In reply Stephen Bishop stated “the information you requested is not held by this department.” He continued, “It may be helpful if I explain that although this information is not collected in a systemic way, the department is aware of it as an existing practice from discussion with groups of home education officers representing local authorities; and wishes to encourage its adoption as general practice.”

Andrew Brown then requested “copies of any written notes the department has taken during the discussions you mention”. He received the reply “the information you requested is not held by this department, because no notes of any such meetings have been retained”

Why does it matter?

There is a common pattern beginning to emerge from the DfE; we recently highlighted another FoIR response which ran along similar lines. Government policy is being formulated on anecdotal evidence gathered via discussions from which there are no paper trails to scrutinise or provide accountability.

As A Baker quite reasonably questions, “is it ‘futile’ to expect some kind of accountability from [the] DfE and its officials?”

In his rather abrasive reply to Mr Baker, Stephen Bishop clearly wishes to avoid debate. It appears more important to the DfE to protect the newly-written Guidance, than to allow public scrutiny of its evidence base. (A Baker has made a request for additional information which, at date of writing, has not received a response.)

As Mr Brown notes in his reply to the FoIR response he received, given the DfE don’t hold the information, it is “somewhat misleading to include (in the Guidance) statements about LAs having such agreements (with health bodies etc.)” He logically reasons that other Local Authorities “will read this statement and perhaps wrongly believe they are one of the few who do not have such agreements, whereas there is no hard evidence that any have agreements in place.”

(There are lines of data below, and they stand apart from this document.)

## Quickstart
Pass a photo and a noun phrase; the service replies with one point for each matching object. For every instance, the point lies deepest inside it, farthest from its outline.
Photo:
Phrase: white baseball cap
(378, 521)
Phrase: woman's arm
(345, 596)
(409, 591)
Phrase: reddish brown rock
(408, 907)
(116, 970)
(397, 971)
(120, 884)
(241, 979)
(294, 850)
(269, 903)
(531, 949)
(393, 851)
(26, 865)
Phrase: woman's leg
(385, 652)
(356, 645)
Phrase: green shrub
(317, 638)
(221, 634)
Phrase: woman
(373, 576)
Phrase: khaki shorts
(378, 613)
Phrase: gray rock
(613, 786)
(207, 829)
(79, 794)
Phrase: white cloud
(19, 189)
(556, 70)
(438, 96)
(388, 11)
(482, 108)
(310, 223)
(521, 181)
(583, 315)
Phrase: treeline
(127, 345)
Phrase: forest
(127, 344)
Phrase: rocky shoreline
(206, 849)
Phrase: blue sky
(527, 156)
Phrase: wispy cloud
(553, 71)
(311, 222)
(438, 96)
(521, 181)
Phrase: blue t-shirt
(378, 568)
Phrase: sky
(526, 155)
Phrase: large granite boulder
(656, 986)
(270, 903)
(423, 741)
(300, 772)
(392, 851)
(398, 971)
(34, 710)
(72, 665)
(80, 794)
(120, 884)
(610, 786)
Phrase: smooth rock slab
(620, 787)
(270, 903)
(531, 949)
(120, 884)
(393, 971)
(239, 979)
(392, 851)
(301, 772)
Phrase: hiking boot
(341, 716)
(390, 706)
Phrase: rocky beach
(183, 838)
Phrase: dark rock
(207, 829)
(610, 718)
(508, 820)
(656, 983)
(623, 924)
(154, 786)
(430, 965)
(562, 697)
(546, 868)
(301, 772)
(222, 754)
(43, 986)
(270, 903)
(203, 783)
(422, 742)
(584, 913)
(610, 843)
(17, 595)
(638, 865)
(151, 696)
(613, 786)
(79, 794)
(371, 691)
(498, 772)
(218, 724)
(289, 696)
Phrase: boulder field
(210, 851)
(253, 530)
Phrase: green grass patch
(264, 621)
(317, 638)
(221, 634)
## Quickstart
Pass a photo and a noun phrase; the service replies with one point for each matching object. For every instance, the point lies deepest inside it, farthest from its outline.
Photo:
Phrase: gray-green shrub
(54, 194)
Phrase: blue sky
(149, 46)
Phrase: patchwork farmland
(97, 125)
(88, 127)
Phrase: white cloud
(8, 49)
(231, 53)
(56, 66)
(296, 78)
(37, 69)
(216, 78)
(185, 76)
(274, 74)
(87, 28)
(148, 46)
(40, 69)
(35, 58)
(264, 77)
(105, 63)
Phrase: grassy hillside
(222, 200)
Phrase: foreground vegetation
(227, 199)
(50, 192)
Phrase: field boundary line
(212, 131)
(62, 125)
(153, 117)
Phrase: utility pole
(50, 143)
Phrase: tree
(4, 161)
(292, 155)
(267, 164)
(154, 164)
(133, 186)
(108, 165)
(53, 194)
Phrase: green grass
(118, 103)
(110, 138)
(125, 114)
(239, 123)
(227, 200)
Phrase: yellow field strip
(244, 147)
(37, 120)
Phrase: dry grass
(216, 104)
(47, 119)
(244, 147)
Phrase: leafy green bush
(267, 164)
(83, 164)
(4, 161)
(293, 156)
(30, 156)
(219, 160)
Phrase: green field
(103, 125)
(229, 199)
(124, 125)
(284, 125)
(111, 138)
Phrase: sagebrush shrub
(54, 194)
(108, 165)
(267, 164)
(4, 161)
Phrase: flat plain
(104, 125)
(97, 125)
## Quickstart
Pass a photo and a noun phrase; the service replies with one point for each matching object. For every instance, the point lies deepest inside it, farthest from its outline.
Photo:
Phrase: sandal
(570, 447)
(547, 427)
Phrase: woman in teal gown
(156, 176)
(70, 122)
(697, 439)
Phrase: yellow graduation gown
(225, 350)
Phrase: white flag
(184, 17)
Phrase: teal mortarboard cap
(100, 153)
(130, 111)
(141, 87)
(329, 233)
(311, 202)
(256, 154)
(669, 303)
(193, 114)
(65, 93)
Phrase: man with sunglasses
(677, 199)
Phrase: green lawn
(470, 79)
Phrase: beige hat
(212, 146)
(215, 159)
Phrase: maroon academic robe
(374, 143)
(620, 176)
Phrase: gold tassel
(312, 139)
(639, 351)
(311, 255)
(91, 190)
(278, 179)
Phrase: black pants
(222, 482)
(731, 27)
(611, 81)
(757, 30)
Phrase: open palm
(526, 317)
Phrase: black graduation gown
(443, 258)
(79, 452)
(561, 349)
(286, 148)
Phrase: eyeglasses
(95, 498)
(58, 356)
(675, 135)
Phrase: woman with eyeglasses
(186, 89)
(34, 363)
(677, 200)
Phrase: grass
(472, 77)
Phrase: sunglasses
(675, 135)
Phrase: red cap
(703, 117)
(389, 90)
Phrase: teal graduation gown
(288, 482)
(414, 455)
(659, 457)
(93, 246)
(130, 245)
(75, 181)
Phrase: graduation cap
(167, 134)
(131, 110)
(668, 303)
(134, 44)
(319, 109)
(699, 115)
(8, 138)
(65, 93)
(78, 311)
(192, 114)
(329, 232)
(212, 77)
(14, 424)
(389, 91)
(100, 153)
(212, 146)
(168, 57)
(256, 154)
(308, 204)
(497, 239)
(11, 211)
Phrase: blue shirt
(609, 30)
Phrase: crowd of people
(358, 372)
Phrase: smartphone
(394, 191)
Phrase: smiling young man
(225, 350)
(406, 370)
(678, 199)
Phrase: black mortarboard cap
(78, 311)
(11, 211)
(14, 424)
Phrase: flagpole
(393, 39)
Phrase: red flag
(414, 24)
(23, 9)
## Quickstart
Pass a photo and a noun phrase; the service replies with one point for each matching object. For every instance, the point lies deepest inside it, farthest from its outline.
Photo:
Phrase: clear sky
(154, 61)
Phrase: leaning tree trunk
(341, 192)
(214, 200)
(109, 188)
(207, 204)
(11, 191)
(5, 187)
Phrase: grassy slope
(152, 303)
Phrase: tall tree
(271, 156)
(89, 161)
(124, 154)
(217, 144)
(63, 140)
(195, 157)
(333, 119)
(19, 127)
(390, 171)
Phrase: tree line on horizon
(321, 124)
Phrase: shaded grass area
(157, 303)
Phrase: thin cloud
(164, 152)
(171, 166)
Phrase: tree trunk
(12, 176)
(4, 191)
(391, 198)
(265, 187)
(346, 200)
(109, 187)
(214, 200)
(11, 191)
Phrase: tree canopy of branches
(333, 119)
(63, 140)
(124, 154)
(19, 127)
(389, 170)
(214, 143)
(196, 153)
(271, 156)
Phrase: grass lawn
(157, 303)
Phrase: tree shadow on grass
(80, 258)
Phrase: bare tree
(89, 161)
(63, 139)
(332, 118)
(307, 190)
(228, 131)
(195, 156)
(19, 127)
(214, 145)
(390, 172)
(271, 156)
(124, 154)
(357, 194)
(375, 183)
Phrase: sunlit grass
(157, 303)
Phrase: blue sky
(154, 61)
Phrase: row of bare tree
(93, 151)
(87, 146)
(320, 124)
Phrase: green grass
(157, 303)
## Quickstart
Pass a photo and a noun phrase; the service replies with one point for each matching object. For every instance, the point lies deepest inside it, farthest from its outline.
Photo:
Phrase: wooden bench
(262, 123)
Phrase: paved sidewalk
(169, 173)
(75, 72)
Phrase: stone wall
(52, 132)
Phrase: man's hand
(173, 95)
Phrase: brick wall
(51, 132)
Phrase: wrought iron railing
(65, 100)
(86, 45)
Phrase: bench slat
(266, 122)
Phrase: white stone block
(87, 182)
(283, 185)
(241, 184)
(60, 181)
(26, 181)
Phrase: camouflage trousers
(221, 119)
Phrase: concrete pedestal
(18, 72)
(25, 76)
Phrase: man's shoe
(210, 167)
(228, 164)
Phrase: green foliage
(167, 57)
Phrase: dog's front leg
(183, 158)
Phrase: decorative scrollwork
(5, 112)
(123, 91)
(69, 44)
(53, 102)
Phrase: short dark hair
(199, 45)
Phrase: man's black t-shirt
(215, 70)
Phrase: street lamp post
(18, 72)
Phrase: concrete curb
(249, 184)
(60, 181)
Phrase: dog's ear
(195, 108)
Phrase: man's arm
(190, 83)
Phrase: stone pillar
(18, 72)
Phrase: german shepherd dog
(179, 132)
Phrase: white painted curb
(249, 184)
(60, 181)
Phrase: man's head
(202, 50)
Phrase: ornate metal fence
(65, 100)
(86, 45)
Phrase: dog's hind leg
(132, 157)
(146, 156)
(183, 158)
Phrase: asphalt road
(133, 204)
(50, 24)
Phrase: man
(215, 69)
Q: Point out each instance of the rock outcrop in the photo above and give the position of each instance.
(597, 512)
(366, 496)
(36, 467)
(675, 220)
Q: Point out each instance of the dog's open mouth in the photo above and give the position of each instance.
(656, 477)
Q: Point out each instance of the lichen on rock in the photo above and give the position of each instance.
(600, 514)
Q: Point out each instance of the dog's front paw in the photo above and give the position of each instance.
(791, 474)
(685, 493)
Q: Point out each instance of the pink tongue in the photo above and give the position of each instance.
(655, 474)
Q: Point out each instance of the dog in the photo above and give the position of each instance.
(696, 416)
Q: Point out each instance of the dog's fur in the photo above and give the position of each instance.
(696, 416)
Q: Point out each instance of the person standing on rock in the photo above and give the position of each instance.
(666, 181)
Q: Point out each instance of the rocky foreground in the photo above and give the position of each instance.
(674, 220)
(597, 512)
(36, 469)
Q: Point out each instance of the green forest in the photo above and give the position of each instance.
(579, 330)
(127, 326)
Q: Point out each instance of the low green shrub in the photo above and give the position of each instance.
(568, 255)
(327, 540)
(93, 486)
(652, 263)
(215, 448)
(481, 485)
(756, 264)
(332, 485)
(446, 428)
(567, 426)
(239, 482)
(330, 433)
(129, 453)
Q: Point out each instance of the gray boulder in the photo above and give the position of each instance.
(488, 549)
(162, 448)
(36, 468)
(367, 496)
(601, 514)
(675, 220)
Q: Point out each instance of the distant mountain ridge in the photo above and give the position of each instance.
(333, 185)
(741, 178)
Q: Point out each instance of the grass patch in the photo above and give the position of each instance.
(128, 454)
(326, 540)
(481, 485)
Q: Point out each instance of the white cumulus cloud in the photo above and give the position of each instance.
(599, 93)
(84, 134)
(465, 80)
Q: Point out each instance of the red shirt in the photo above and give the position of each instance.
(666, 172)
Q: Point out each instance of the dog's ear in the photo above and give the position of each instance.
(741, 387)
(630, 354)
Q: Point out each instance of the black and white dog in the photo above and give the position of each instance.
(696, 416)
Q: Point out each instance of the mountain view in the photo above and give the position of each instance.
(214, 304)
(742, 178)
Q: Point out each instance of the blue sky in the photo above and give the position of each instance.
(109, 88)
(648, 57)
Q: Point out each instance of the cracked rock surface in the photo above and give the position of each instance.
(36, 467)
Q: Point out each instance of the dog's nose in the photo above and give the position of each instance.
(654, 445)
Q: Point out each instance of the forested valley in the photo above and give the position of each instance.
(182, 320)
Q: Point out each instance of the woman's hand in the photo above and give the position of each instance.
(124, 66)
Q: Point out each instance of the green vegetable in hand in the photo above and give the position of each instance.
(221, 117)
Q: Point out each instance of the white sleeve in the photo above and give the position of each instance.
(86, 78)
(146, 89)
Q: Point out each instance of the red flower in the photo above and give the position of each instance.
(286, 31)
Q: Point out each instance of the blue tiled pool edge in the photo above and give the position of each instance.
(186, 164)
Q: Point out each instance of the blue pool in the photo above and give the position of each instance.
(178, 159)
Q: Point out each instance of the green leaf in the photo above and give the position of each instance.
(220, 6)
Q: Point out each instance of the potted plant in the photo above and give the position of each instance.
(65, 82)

It is evident that the DfE wishes to extend (or implement) a data-sharing system which has been ‘researched’ by anecdote only and during discussions from which there are no retained notes nor minutes. One wonders how such practice can be justified, let alone implemented! Indeed the government itself, in its response to last year’s consultation, “accepts that there are significant data protection factors” (A.15) which it intends to address in the proposed registration legislation. The DfE would be wise to take note of the data protection concerns raised in the Children’s Commissioner for England’s report last November:

“…there are growing concerns in the academic and policy communities that our trust in public services with respect to children’s data is misplaced – that there is no necessary reason to believe that public sector bodies are any better or worse than commercial organisations in terms of the standards they adhere to when handling children’s data. Public bodies ‘do not always observe robust standards of privacy, transparency, security or redress’.” (p8)

What can I do?

The new Guidance for Local Authorities is already in operation and as we highlighted before, it is difficult to challenge the prevailing beliefs within Parliament. However it is still worth raising awareness of these issues with your MP. If, as it appears, the DfE is acting on what amounts to anecdotal evidence, it is important that it be held to account.